Not sure about that. I think even if a power user were to say "this is safe", you still have a boatload of integrity problems with the software.
-How do we know the power users can be trusted?
-Even if they can, what guarantee do we have that the service provider we use is using the same open source code that the power user validated?
-Etc, etc, etc. Basically, a lot of trust issues.
I agree with asadlionpk, open source can generally only be proven to help power users in a trustless environment. And where security is concerned, we cannot ascribe the "safe" attribute to any system where that safety cannot be proven.
>both don't guarantee true privacy as we can't see the servers.
What do you define as true privacy? Why isn't other privacy "true"?
What do you mean by "see the servers"? Surely you can see them as computers at the other end of a TCP connection, and the server cannot read the cleartext of an E2E encrypted message.
Helping the power user is the whole point imo: let those who know what they're doing see and run the code themselves. As such, it doesn't matter whether Apple is in some business or not, it's simply a security measure.
In a system that tries to be secure against server attacks, nobody cares about the server-side code, because we can't trust that it's the same exact code (i.e. without backdoors) anyways. Therefore, it would be possible to make assertions about how secure iMessage is with only client code.

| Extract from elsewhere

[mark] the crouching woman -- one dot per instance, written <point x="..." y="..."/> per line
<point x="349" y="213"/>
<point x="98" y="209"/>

To some extend the same problem applies to application code. As long as the hardware and platform are closed, we don't really know what is going on when the application is executed. Despite this, opening the application would be of course a step to the right direction. Not because it would guarantee that Apple is not doing bad things, but because it would help others spot problems that may be there by accident.
Even if the server code is good, frequently they're hosted on servers that have other vulnerabilities anyway. Because we're not the sysop, we have no idea what they're running on and if it's patched properly and up to date. The only way to be safe is to become an expert in digital security, an expert in systems management, an expert in reading and mitigating security problems in open source code, an expert in securely deploying secure communications systems and host it yourself.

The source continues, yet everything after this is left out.